A word? Povich's counting on "Connie Chung Tonight" to have the last word.
"She wants to bring cable to a point where they're not a stepchild of the 'get,' where no longer do CBS, NBC and ABC have a monopoly on the first interview," said Povich, watching Chung flit about "21." "You're gonna have three people pitted against each other at 8 p.m. That's pressure, but I'd bet on my wife."
CNN's N.Y. presence bad news for Atlanta?
New York -- When the first program airs live Monday night from its glitzy new streetside studio, CNN will officially be here big-time in the world's media capital.
Which raises the question: How much longer will CNN be based in Atlanta?
"There is no long-term plan to move the network to New York," says CNN News Group Chairman Walter Isaacson. "We do shows where they make sense."
The network's newest show, "Connie Chung Tonight," makes its splashy debut at 8 Monday night in the new facility in midtown Manhattan's Time & Life Building. Actually, there are two studios in the slick space, whose overall cost CNN officials refuse to divulge (privately, the number being bandied about is $15 million).
The bigger unveiling comes later this summer, when Paula Zahn's "American Morning" show moves to a second, larger studio with a wall of windows along Sixth Avenue and a prime view of Radio City Music Hall.
With Zahn on assignment last week, Atlanta-based anchors Bill Hemmer and Daryn Kagan pinch-hit on "American Morning" in New York (actually, Hemmer has been here for a month). They joined curmudgeonly New York-based anchor Jack Cafferty, who asked the question on many people's minds: "Is there anybody left in Atlanta?"
Yes, says AOL-Time Warner Chairman Steve Case. "The core of CNN will remain in Atlanta," he says.
Besides raising CNN's public profile, network executives say the new facility helps alleviate studio gridlock in the nearby bureau where "Morning," "NewsNight With Aaron Brown" and "Lou Dobbs Moneyline" all currently share space.
"We expanded our New York presence rapidly," says Teya Ryan, head of CNN/U.S. "There was nowhere to go."
The good thing about this is that Isaacson actually believes his own BS.

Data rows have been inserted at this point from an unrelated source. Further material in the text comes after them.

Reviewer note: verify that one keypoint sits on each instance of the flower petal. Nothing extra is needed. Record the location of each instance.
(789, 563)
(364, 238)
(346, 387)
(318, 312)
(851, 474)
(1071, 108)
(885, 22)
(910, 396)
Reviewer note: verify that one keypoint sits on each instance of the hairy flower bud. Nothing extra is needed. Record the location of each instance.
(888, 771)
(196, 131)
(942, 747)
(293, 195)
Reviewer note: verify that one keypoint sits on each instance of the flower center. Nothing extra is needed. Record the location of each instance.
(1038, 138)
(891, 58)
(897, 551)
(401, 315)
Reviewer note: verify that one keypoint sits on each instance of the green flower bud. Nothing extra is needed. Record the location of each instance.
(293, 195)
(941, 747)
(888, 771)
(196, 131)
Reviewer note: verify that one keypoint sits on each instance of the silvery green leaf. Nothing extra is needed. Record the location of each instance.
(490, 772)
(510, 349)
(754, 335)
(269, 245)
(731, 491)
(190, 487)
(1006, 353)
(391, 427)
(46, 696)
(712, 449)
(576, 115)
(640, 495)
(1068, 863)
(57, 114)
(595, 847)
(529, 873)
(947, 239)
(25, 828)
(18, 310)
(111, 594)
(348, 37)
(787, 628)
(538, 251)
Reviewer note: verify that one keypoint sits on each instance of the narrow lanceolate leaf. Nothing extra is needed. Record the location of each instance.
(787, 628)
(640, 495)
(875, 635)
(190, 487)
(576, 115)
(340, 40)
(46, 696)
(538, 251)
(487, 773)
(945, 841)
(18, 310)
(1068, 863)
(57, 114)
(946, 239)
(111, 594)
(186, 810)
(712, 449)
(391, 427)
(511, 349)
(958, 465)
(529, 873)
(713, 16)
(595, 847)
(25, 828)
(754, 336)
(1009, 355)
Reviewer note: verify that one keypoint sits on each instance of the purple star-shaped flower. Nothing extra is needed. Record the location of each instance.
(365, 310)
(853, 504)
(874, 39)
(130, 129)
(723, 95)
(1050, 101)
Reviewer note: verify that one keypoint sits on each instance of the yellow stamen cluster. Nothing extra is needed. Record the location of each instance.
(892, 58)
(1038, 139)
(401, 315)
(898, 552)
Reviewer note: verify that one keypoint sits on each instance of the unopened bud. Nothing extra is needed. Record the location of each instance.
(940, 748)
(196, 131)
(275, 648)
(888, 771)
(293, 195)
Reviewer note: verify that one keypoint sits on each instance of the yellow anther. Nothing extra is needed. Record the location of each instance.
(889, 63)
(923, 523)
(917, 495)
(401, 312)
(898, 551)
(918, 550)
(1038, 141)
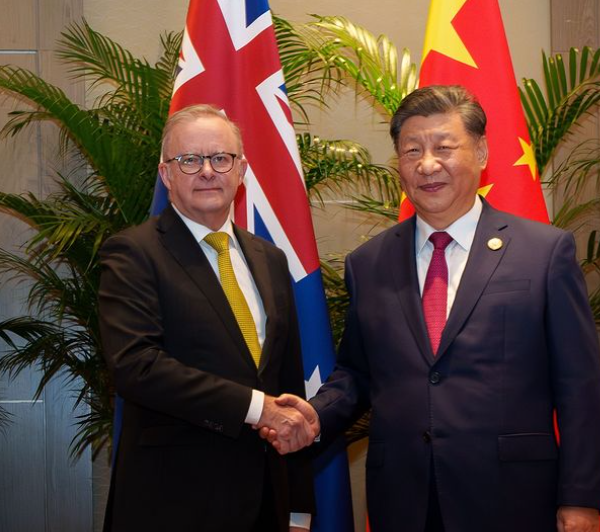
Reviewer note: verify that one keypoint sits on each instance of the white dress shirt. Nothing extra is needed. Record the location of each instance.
(248, 287)
(463, 232)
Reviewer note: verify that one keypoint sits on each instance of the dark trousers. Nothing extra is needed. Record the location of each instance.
(267, 517)
(434, 515)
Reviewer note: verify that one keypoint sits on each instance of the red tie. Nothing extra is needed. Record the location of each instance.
(435, 291)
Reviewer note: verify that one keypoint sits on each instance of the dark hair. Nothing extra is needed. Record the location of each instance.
(436, 99)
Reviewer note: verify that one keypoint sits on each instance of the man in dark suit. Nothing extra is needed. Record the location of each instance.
(198, 356)
(464, 346)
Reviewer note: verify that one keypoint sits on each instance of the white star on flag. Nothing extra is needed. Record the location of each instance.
(313, 384)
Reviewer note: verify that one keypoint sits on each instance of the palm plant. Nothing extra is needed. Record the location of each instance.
(115, 149)
(572, 93)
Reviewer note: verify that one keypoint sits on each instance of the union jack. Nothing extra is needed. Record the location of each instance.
(229, 58)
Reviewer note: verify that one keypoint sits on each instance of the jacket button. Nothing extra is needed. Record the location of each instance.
(434, 377)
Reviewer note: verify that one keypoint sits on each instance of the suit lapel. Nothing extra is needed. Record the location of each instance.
(259, 268)
(481, 264)
(181, 244)
(404, 271)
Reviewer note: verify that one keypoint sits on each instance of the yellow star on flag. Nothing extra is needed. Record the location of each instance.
(528, 158)
(485, 190)
(441, 35)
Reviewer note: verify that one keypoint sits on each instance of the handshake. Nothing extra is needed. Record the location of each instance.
(288, 422)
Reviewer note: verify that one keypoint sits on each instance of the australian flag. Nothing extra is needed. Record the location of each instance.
(229, 59)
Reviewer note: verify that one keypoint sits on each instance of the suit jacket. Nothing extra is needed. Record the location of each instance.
(519, 342)
(186, 461)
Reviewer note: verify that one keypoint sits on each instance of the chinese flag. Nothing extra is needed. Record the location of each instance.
(465, 44)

Chung never had any credibility to begin with, but if she did, it would have been lost her first minute on the air on CNN.
Yeah, maybe CNN can get her to do more cutting-edge journalistic coups like the interview with Newt Gingrich's mother.
You got that right
The "in" crowd is so out of touch with reality. The sooner they self-destruct the better.
Yeah...she was hot once, but I think I'll wait for Chonnie Cung now.(ol' maury took his toll I guess...)
FMCDH
We rule the horizontal and the vertical. Connie Chung may be a dream to the liberal nitwits who think she has something to say, but even she can't inject IQ points into the slack-jawed nubskulls who actually watch CNN.